New Delhi, Sept. 29: The country’s crude storage facilities are almost ready and the oil ministry will now have to decide how best to fill them up to protect against supply disruptions.
India, which is 79 per cent dependent on imports for crude oil, is building underground storages at Visakhapatnam in Andhra Pradesh and Mangalore and Padur in Karnataka to store about 5.33 million tonnes to meet the nation’s requirement for 13-14 days.
Officials said various options were being considered for optimal utilisation of the storage capacity.
One option is to rent out the facilities to foreign oil firms; the other is the oil ministry using its own resources to fill them up through India Strategic Petroleum Reserves Ltd, which is building the strategic stockpile and is under the ministry.
However, to fill up the storage, the country will have to spend over Rs 25,000 crore at current crude prices.
The oil import bill during the last fiscal amounted to nearly $145 billion and is the primary cause for the record current account deficit (CAD). With the government looking to contain fiscal deficit below 4.8 per cent of the gross domestic product this fiscal, the oil ministry will have to look at other sources for funding the storage than taking it from the finance ministry.
“Given the volatility in crude prices, the storage terminals are intended as a buffer for the economy.

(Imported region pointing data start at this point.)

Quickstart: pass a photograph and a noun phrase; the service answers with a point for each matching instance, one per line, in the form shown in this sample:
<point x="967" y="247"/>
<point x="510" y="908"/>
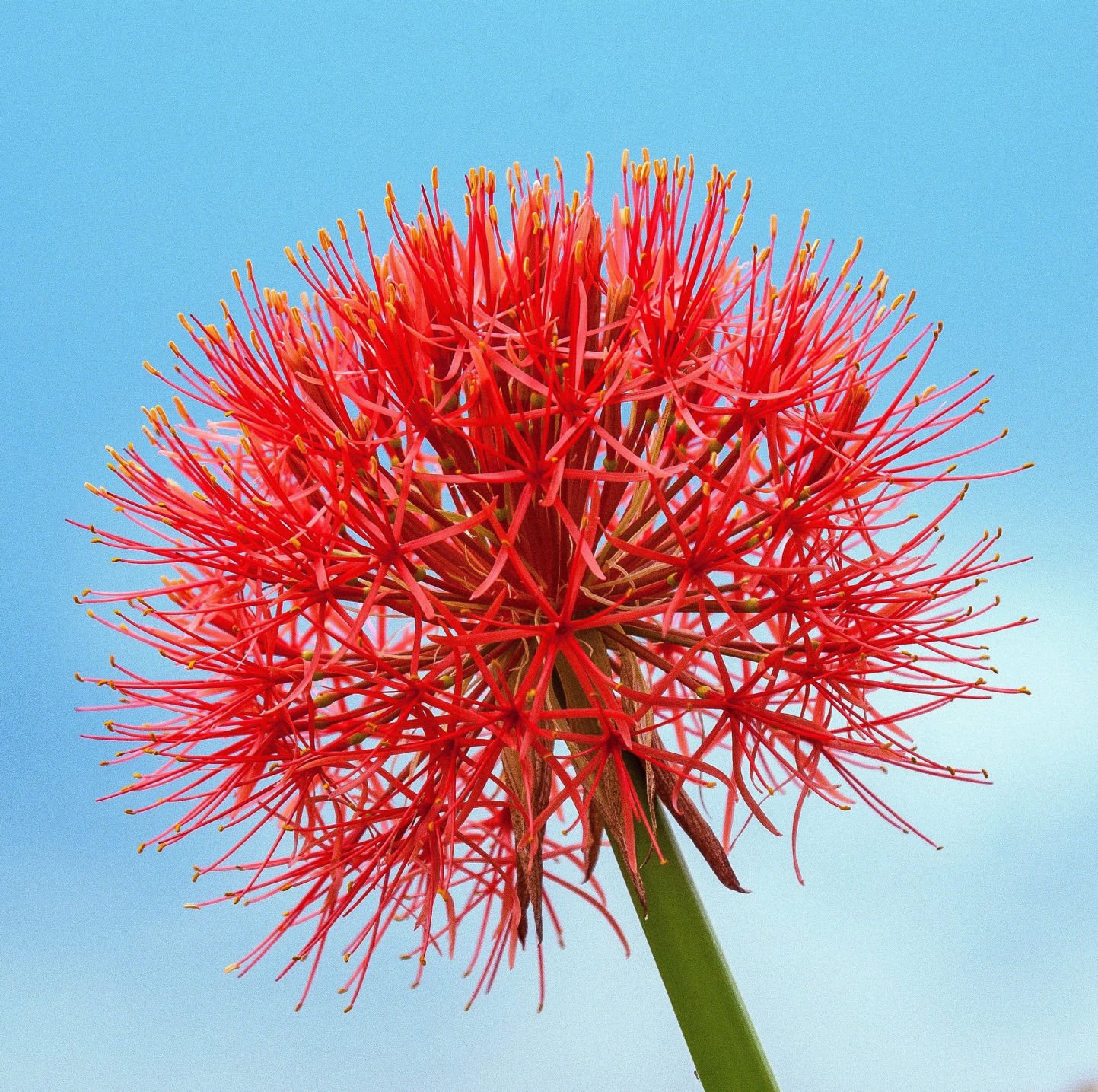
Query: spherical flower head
<point x="539" y="520"/>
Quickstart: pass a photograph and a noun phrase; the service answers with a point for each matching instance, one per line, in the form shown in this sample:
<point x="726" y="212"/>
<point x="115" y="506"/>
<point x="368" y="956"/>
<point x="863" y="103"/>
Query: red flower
<point x="486" y="532"/>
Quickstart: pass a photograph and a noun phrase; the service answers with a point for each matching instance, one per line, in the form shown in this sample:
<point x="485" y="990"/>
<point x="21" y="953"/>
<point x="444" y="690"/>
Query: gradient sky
<point x="148" y="148"/>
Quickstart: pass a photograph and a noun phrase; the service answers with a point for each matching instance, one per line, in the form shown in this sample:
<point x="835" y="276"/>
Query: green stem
<point x="715" y="1024"/>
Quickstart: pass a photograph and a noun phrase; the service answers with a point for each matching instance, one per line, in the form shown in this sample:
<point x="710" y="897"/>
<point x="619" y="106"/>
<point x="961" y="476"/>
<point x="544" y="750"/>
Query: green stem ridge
<point x="715" y="1024"/>
<point x="711" y="1012"/>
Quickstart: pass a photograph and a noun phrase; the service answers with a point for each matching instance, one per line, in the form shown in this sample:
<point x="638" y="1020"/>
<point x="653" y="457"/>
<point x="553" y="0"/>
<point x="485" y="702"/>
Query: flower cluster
<point x="490" y="530"/>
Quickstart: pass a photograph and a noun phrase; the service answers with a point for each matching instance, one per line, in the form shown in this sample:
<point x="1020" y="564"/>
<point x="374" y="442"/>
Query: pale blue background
<point x="148" y="148"/>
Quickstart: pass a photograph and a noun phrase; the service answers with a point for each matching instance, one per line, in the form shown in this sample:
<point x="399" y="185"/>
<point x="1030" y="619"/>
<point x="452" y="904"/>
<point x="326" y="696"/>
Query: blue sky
<point x="151" y="148"/>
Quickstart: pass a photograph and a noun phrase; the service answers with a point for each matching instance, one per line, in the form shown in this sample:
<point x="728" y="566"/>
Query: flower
<point x="489" y="531"/>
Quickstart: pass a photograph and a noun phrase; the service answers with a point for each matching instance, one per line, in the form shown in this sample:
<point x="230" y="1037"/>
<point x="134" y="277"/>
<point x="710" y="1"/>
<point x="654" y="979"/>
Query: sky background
<point x="149" y="148"/>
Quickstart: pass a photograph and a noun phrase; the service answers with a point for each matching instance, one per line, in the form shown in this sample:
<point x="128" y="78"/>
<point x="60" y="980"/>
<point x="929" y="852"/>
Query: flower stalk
<point x="711" y="1012"/>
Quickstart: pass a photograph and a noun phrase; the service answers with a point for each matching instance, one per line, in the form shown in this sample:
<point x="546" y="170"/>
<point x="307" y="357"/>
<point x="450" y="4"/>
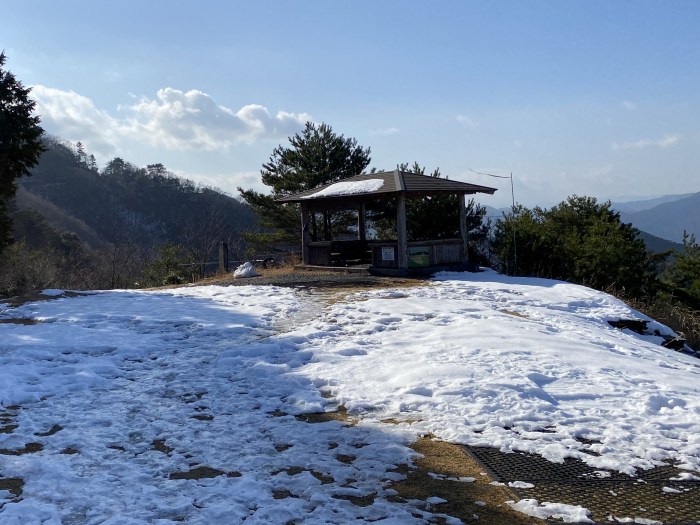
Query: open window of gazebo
<point x="399" y="256"/>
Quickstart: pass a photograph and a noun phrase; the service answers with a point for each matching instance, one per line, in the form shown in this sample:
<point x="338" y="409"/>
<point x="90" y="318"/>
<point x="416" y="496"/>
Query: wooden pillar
<point x="402" y="233"/>
<point x="305" y="232"/>
<point x="362" y="222"/>
<point x="464" y="235"/>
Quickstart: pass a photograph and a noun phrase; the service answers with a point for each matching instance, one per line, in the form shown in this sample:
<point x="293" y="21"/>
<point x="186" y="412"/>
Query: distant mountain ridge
<point x="647" y="204"/>
<point x="121" y="204"/>
<point x="668" y="218"/>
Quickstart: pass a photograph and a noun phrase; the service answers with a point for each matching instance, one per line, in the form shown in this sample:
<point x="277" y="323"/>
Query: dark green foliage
<point x="125" y="204"/>
<point x="20" y="142"/>
<point x="314" y="157"/>
<point x="168" y="266"/>
<point x="430" y="217"/>
<point x="579" y="240"/>
<point x="682" y="277"/>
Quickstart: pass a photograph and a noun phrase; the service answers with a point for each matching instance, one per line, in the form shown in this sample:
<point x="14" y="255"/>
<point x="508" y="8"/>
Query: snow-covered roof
<point x="367" y="186"/>
<point x="343" y="188"/>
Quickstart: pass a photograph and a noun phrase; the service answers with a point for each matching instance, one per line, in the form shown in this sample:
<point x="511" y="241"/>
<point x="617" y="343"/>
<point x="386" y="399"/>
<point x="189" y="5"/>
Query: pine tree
<point x="20" y="142"/>
<point x="316" y="156"/>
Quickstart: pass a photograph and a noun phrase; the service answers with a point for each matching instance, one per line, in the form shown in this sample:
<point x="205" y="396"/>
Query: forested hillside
<point x="669" y="220"/>
<point x="123" y="203"/>
<point x="80" y="227"/>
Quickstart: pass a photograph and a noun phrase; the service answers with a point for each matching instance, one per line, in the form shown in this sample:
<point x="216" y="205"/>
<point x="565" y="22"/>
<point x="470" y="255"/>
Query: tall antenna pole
<point x="512" y="194"/>
<point x="515" y="248"/>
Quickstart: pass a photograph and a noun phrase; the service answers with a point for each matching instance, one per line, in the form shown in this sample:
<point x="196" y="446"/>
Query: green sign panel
<point x="419" y="256"/>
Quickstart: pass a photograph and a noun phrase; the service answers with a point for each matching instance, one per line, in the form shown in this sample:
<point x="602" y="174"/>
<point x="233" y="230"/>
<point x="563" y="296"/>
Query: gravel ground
<point x="316" y="279"/>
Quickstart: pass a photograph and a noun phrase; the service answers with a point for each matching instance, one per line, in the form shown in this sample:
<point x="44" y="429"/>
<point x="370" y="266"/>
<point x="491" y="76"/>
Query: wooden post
<point x="223" y="257"/>
<point x="305" y="233"/>
<point x="402" y="233"/>
<point x="361" y="222"/>
<point x="463" y="233"/>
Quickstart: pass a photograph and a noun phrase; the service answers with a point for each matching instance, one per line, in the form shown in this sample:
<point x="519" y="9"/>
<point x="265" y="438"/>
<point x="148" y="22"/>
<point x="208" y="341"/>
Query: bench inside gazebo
<point x="398" y="256"/>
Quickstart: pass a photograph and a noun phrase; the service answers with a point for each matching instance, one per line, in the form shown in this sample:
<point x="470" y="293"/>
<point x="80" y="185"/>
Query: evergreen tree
<point x="316" y="156"/>
<point x="429" y="217"/>
<point x="579" y="240"/>
<point x="20" y="142"/>
<point x="682" y="277"/>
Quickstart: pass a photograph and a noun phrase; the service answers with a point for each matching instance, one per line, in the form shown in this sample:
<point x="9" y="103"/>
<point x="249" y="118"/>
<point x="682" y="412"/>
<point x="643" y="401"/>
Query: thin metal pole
<point x="515" y="247"/>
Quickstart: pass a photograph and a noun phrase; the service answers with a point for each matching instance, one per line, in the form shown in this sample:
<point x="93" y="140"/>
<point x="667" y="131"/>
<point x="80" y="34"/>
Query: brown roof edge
<point x="396" y="181"/>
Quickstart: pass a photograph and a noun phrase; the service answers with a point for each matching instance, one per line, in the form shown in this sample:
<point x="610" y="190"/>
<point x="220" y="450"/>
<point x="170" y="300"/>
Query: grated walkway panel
<point x="609" y="496"/>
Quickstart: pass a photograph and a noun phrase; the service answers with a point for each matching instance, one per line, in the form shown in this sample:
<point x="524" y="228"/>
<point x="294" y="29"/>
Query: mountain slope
<point x="647" y="204"/>
<point x="126" y="204"/>
<point x="670" y="219"/>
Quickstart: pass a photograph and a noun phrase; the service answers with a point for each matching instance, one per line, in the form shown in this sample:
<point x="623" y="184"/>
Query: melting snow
<point x="130" y="392"/>
<point x="348" y="188"/>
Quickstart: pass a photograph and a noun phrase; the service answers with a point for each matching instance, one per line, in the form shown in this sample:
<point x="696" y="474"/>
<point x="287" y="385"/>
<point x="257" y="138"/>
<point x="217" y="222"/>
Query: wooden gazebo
<point x="397" y="256"/>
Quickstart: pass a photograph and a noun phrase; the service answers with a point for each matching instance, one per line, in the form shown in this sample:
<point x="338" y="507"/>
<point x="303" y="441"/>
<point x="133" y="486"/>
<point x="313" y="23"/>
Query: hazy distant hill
<point x="647" y="204"/>
<point x="121" y="203"/>
<point x="669" y="219"/>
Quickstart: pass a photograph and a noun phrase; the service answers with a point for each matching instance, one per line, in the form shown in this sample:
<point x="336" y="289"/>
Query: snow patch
<point x="348" y="188"/>
<point x="246" y="270"/>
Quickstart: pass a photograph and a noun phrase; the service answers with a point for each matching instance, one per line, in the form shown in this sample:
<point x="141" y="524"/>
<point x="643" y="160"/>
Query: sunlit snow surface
<point x="217" y="374"/>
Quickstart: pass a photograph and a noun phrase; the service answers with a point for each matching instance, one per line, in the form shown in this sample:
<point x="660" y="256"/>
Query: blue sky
<point x="597" y="98"/>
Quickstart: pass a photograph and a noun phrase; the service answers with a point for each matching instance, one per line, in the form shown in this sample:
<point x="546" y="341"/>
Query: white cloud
<point x="74" y="117"/>
<point x="174" y="119"/>
<point x="664" y="142"/>
<point x="467" y="122"/>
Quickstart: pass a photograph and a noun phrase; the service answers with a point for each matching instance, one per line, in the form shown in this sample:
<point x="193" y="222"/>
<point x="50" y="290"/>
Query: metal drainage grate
<point x="651" y="495"/>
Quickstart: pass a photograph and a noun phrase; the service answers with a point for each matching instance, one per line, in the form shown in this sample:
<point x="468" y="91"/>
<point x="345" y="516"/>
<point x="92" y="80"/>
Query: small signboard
<point x="419" y="256"/>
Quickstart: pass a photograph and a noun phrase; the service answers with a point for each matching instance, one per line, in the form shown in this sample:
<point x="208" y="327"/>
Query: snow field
<point x="131" y="395"/>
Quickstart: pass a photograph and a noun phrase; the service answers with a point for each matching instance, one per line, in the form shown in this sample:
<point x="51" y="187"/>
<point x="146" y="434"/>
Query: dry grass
<point x="437" y="473"/>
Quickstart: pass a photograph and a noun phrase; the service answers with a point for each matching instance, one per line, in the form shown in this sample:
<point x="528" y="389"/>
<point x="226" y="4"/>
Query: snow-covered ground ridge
<point x="481" y="359"/>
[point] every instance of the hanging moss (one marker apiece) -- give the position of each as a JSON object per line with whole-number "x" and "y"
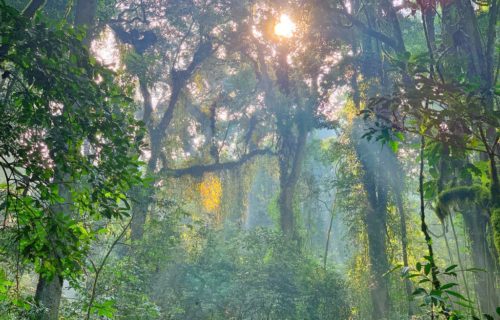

This should ideally be filled up when oil prices are at their lows,” analysts said.
Officials said the ministry was studying various models for partnerships, including allowing partners to store oil and withdraw it for selling but with guarantees that they will replace it in times of need. This model is similar to the ones in Japan and South Korea.
Sources said Abu Dhabi National Oil Company had offered to use the facility for free and pay only the operational and maintenance costs. The UAE firm, however, has given India the option of first right of refusal during the disruption of supplies. This means in case of any supply disruption, Indian firms will have the first right to use the crude.
India is also exploring the possibility of other Gulf-based suppliers such as Saudi Aramco, Kuwait Petroleum Corporation and National Iranian Oil Company using the facility as transit storage.
If the Gulf countries accept the offer, India can emerge as a regional hub in oil trade, and the country can also look at the option of rupee trade with some of the countries.
The second option is that state-owned oil firms buy crude whenever global prices dip, while the government will release the reserves in case of an abnormal spike in global prices.